When Orgies Go Bad
This Brooklyn based outfit were created from the splinters of two bands, one in Detroit and one in New York although if you were thinking the happy accident that created Glassrock was an explosion of lights, bangs and whistles in some Frankenstein's Monster-esque chaos, you'd be completely wrong.
Despite the initial hints of entropy on opener Better Than Me, the band are very tightly structured. Glassrock are more thoughtful, the sort of band that just wants to cuddle and won't even cop a feel after a date. Despite hints of the Doors (the guitar work on Ourselves and Each Other) and singer Kathy Leisen's Karen O vocals (most prevalent on the excellent Wine), there isn't anything lazy or derivative on this. It's just a bit lethargic...well, it isn't completely slow but you wouldn't call it pacy.
Baby expresses itself in a unique way, preferring to allow the sound to shine through, although throughout there seems to be a yearning to kick it forward and drop the subtlety.

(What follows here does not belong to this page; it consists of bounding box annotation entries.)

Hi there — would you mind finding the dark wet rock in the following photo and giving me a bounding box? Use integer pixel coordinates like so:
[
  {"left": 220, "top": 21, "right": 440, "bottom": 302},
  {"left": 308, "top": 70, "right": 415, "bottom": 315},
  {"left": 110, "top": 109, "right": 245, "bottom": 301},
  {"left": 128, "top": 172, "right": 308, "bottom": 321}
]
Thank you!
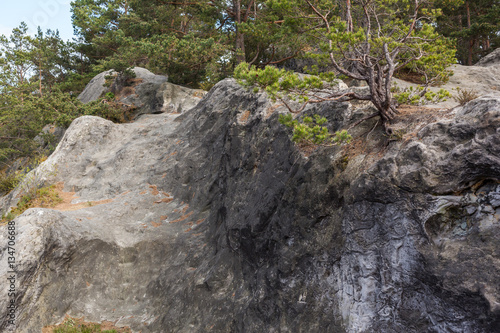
[{"left": 0, "top": 80, "right": 500, "bottom": 333}]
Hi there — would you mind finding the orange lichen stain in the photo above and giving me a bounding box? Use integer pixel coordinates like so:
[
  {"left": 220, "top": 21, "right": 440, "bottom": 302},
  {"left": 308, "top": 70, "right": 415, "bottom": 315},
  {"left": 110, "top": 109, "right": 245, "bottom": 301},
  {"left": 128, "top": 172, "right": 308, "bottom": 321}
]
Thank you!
[
  {"left": 53, "top": 182, "right": 113, "bottom": 211},
  {"left": 155, "top": 198, "right": 174, "bottom": 203},
  {"left": 238, "top": 110, "right": 250, "bottom": 123},
  {"left": 170, "top": 212, "right": 193, "bottom": 223},
  {"left": 149, "top": 185, "right": 160, "bottom": 195}
]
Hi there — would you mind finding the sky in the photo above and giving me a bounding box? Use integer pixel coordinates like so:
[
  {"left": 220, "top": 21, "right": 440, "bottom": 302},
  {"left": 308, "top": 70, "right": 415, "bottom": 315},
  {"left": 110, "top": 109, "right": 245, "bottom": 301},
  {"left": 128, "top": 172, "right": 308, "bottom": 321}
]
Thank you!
[{"left": 0, "top": 0, "right": 73, "bottom": 41}]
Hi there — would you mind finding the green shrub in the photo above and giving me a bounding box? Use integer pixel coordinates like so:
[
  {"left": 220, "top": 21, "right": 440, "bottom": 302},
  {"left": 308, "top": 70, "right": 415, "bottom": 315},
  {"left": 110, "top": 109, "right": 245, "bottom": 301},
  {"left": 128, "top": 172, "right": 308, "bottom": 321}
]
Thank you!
[
  {"left": 279, "top": 113, "right": 352, "bottom": 145},
  {"left": 453, "top": 88, "right": 479, "bottom": 105}
]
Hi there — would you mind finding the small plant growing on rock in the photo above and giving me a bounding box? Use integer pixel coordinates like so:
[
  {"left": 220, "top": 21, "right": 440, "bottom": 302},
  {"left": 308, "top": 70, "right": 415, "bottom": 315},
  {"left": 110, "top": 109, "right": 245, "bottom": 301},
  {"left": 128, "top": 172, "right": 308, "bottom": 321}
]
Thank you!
[
  {"left": 392, "top": 86, "right": 451, "bottom": 105},
  {"left": 453, "top": 88, "right": 479, "bottom": 105},
  {"left": 1, "top": 185, "right": 63, "bottom": 223},
  {"left": 279, "top": 113, "right": 352, "bottom": 145}
]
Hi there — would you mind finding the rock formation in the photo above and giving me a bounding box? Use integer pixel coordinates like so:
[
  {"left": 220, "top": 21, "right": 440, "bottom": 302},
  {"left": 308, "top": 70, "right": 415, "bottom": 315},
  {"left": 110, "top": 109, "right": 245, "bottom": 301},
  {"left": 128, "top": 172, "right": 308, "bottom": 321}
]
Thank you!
[{"left": 0, "top": 67, "right": 500, "bottom": 333}]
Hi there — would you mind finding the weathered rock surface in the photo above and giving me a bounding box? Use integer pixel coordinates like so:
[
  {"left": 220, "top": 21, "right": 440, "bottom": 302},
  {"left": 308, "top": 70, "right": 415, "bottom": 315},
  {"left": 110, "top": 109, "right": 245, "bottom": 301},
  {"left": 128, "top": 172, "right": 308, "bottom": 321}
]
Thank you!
[
  {"left": 78, "top": 67, "right": 206, "bottom": 119},
  {"left": 394, "top": 64, "right": 500, "bottom": 109},
  {"left": 78, "top": 70, "right": 114, "bottom": 103},
  {"left": 0, "top": 76, "right": 500, "bottom": 333}
]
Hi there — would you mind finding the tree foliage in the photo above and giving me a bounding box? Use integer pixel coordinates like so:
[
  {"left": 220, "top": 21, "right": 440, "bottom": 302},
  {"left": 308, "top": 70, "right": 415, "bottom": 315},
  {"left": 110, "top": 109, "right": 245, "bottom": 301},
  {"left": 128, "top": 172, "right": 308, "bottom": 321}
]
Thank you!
[
  {"left": 434, "top": 0, "right": 500, "bottom": 66},
  {"left": 235, "top": 0, "right": 454, "bottom": 132}
]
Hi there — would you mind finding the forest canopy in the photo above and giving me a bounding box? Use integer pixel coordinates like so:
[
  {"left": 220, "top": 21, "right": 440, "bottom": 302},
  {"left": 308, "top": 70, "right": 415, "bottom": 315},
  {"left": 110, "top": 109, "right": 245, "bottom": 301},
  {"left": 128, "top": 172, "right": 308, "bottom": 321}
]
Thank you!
[{"left": 0, "top": 0, "right": 500, "bottom": 170}]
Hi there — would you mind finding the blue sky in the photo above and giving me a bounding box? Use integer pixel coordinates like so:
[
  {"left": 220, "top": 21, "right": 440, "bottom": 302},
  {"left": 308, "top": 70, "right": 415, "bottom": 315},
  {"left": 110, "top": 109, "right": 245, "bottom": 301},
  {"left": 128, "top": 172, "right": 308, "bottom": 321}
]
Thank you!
[{"left": 0, "top": 0, "right": 73, "bottom": 40}]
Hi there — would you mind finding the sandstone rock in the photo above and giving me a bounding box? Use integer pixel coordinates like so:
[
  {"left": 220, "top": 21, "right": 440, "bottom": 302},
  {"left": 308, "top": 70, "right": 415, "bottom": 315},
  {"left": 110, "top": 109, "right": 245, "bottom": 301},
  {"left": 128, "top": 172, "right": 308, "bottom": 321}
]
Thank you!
[
  {"left": 78, "top": 67, "right": 206, "bottom": 119},
  {"left": 0, "top": 80, "right": 500, "bottom": 333},
  {"left": 78, "top": 70, "right": 114, "bottom": 103}
]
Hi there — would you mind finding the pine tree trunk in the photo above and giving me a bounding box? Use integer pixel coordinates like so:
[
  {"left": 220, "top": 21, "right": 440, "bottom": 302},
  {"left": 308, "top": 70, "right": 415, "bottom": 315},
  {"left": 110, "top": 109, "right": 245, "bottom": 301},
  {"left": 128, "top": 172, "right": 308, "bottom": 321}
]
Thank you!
[
  {"left": 233, "top": 0, "right": 245, "bottom": 65},
  {"left": 465, "top": 1, "right": 474, "bottom": 66}
]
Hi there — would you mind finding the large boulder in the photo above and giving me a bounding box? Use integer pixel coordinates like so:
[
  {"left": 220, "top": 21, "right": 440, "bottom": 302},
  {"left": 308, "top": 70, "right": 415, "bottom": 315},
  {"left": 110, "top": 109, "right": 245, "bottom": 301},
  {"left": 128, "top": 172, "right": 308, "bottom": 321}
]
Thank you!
[
  {"left": 0, "top": 76, "right": 500, "bottom": 333},
  {"left": 78, "top": 67, "right": 206, "bottom": 119}
]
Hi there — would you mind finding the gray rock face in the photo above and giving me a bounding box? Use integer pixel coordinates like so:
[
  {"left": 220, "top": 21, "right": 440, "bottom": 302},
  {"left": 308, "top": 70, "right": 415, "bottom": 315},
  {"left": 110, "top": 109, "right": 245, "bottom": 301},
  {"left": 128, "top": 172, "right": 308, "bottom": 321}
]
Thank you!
[
  {"left": 78, "top": 67, "right": 206, "bottom": 119},
  {"left": 0, "top": 80, "right": 500, "bottom": 333},
  {"left": 476, "top": 48, "right": 500, "bottom": 67},
  {"left": 78, "top": 70, "right": 114, "bottom": 103}
]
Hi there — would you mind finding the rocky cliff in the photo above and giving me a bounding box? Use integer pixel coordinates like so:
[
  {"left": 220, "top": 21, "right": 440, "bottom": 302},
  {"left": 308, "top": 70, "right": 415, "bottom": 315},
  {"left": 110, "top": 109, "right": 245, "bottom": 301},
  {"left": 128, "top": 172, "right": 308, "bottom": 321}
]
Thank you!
[{"left": 0, "top": 66, "right": 500, "bottom": 332}]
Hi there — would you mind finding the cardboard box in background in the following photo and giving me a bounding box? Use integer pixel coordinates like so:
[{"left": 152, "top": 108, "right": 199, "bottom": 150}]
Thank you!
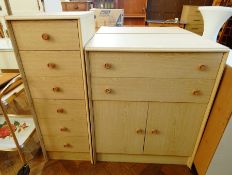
[{"left": 90, "top": 8, "right": 124, "bottom": 28}]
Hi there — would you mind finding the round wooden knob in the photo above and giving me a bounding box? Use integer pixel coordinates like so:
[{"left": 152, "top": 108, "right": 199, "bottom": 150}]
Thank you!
[
  {"left": 192, "top": 90, "right": 201, "bottom": 96},
  {"left": 105, "top": 88, "right": 112, "bottom": 94},
  {"left": 136, "top": 128, "right": 144, "bottom": 134},
  {"left": 198, "top": 64, "right": 207, "bottom": 71},
  {"left": 104, "top": 63, "right": 112, "bottom": 69},
  {"left": 151, "top": 129, "right": 160, "bottom": 135},
  {"left": 42, "top": 33, "right": 50, "bottom": 40},
  {"left": 60, "top": 127, "right": 68, "bottom": 132},
  {"left": 47, "top": 63, "right": 56, "bottom": 69},
  {"left": 64, "top": 143, "right": 71, "bottom": 148},
  {"left": 56, "top": 108, "right": 64, "bottom": 113},
  {"left": 52, "top": 87, "right": 60, "bottom": 92}
]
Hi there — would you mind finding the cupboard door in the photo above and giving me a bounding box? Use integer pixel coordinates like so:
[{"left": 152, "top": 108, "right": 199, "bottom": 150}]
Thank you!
[
  {"left": 93, "top": 101, "right": 148, "bottom": 154},
  {"left": 144, "top": 102, "right": 206, "bottom": 156}
]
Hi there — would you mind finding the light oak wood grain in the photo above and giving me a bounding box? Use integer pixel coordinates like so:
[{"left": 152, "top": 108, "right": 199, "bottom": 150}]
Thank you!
[
  {"left": 6, "top": 21, "right": 48, "bottom": 161},
  {"left": 43, "top": 136, "right": 89, "bottom": 152},
  {"left": 33, "top": 99, "right": 86, "bottom": 121},
  {"left": 187, "top": 53, "right": 228, "bottom": 167},
  {"left": 20, "top": 51, "right": 82, "bottom": 77},
  {"left": 93, "top": 101, "right": 148, "bottom": 154},
  {"left": 144, "top": 102, "right": 206, "bottom": 157},
  {"left": 27, "top": 76, "right": 84, "bottom": 99},
  {"left": 39, "top": 119, "right": 88, "bottom": 137},
  {"left": 194, "top": 66, "right": 232, "bottom": 175},
  {"left": 89, "top": 52, "right": 222, "bottom": 79},
  {"left": 92, "top": 78, "right": 214, "bottom": 103},
  {"left": 11, "top": 20, "right": 80, "bottom": 50}
]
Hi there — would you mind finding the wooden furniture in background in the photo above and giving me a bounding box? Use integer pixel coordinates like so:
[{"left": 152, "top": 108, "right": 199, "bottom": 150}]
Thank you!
[
  {"left": 147, "top": 0, "right": 213, "bottom": 20},
  {"left": 86, "top": 28, "right": 228, "bottom": 167},
  {"left": 213, "top": 0, "right": 232, "bottom": 48},
  {"left": 180, "top": 5, "right": 204, "bottom": 35},
  {"left": 146, "top": 20, "right": 185, "bottom": 28},
  {"left": 94, "top": 0, "right": 147, "bottom": 26},
  {"left": 117, "top": 0, "right": 147, "bottom": 26},
  {"left": 6, "top": 12, "right": 95, "bottom": 160},
  {"left": 0, "top": 22, "right": 5, "bottom": 38},
  {"left": 0, "top": 38, "right": 18, "bottom": 72},
  {"left": 61, "top": 0, "right": 92, "bottom": 11},
  {"left": 194, "top": 66, "right": 232, "bottom": 175}
]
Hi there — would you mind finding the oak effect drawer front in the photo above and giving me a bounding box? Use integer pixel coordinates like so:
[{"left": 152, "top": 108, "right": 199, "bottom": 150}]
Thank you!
[
  {"left": 33, "top": 99, "right": 86, "bottom": 120},
  {"left": 91, "top": 78, "right": 214, "bottom": 103},
  {"left": 11, "top": 20, "right": 80, "bottom": 50},
  {"left": 27, "top": 77, "right": 84, "bottom": 99},
  {"left": 144, "top": 102, "right": 207, "bottom": 156},
  {"left": 43, "top": 136, "right": 89, "bottom": 152},
  {"left": 89, "top": 52, "right": 222, "bottom": 79},
  {"left": 38, "top": 118, "right": 88, "bottom": 136},
  {"left": 20, "top": 51, "right": 82, "bottom": 77}
]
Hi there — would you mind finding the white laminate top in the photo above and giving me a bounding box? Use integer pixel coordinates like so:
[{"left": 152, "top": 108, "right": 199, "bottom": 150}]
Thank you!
[
  {"left": 0, "top": 38, "right": 13, "bottom": 52},
  {"left": 85, "top": 34, "right": 229, "bottom": 52},
  {"left": 97, "top": 26, "right": 192, "bottom": 34},
  {"left": 5, "top": 11, "right": 94, "bottom": 20}
]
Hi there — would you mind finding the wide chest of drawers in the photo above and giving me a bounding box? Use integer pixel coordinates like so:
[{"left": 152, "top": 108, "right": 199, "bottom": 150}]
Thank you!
[
  {"left": 7, "top": 12, "right": 94, "bottom": 160},
  {"left": 86, "top": 32, "right": 227, "bottom": 167}
]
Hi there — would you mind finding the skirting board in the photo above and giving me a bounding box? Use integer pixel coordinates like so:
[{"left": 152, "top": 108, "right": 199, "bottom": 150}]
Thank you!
[
  {"left": 47, "top": 152, "right": 90, "bottom": 161},
  {"left": 97, "top": 153, "right": 189, "bottom": 165}
]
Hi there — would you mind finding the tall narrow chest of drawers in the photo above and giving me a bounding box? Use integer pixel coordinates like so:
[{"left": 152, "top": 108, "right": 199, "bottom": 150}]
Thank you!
[
  {"left": 7, "top": 12, "right": 95, "bottom": 160},
  {"left": 180, "top": 5, "right": 204, "bottom": 35},
  {"left": 86, "top": 29, "right": 228, "bottom": 167}
]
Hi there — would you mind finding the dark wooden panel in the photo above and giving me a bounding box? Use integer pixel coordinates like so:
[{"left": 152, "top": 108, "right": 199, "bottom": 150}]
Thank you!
[{"left": 147, "top": 0, "right": 213, "bottom": 20}]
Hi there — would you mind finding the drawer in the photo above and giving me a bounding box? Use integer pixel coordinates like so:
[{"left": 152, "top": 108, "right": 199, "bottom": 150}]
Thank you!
[
  {"left": 43, "top": 136, "right": 89, "bottom": 152},
  {"left": 38, "top": 118, "right": 88, "bottom": 137},
  {"left": 11, "top": 20, "right": 80, "bottom": 50},
  {"left": 61, "top": 2, "right": 90, "bottom": 11},
  {"left": 88, "top": 52, "right": 222, "bottom": 79},
  {"left": 27, "top": 76, "right": 84, "bottom": 99},
  {"left": 91, "top": 78, "right": 215, "bottom": 103},
  {"left": 33, "top": 99, "right": 86, "bottom": 120},
  {"left": 20, "top": 51, "right": 82, "bottom": 77},
  {"left": 0, "top": 51, "right": 19, "bottom": 69}
]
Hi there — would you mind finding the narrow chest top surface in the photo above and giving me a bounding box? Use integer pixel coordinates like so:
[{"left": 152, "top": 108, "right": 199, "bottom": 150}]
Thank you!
[{"left": 86, "top": 28, "right": 229, "bottom": 52}]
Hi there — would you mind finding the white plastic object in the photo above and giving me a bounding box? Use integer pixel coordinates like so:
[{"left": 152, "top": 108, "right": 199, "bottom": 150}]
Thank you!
[{"left": 199, "top": 6, "right": 232, "bottom": 41}]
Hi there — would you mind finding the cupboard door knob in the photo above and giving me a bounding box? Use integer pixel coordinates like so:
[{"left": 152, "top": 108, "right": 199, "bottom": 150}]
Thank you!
[
  {"left": 136, "top": 128, "right": 144, "bottom": 134},
  {"left": 64, "top": 143, "right": 71, "bottom": 148},
  {"left": 60, "top": 127, "right": 68, "bottom": 132},
  {"left": 56, "top": 108, "right": 64, "bottom": 113},
  {"left": 42, "top": 33, "right": 50, "bottom": 40},
  {"left": 192, "top": 90, "right": 201, "bottom": 96},
  {"left": 199, "top": 64, "right": 207, "bottom": 71},
  {"left": 104, "top": 63, "right": 112, "bottom": 69},
  {"left": 105, "top": 88, "right": 112, "bottom": 94},
  {"left": 52, "top": 87, "right": 60, "bottom": 92},
  {"left": 151, "top": 129, "right": 160, "bottom": 135},
  {"left": 47, "top": 63, "right": 56, "bottom": 69}
]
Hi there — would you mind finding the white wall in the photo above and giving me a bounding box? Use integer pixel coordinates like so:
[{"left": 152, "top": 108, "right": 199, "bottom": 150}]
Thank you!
[
  {"left": 9, "top": 0, "right": 43, "bottom": 14},
  {"left": 44, "top": 0, "right": 62, "bottom": 12},
  {"left": 206, "top": 117, "right": 232, "bottom": 175}
]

Glassrock do what they do without really moving mountains and an occasional change of pace would have been better. That indecisiveness is highlighted by the middle of the LP. Tracks six and seven are two parts of the same song, with the latter being a little bit louder and is all the better for it. If I was playing A&R man, I'd be pushing them to emphasise the join and slam them together into one track, bypassing the schizophrenia.
The standout track is Runaway where the underwater vocal effects and guitar work make for a real lounge musak hit, if your living room was an opium den. It's a real stoners' paradise of a song without getting too Cheech and Chong, maintaining it's clarity through the albums' trademark of understated guitar work. It's followed by Wasted which has a little more urgency and builds before falling off the cliff perfectly.
In all though, "Baby Baby Baby" should have been a lot more than the sum of its parts. It's slow and anonymous in many places and it probably won't go into your regular music player rotation. Don't get me wrong, there are definite bright spots but the overriding feeling is impotence and going soft at this musical orgy between two American bands is probably the worst outcome.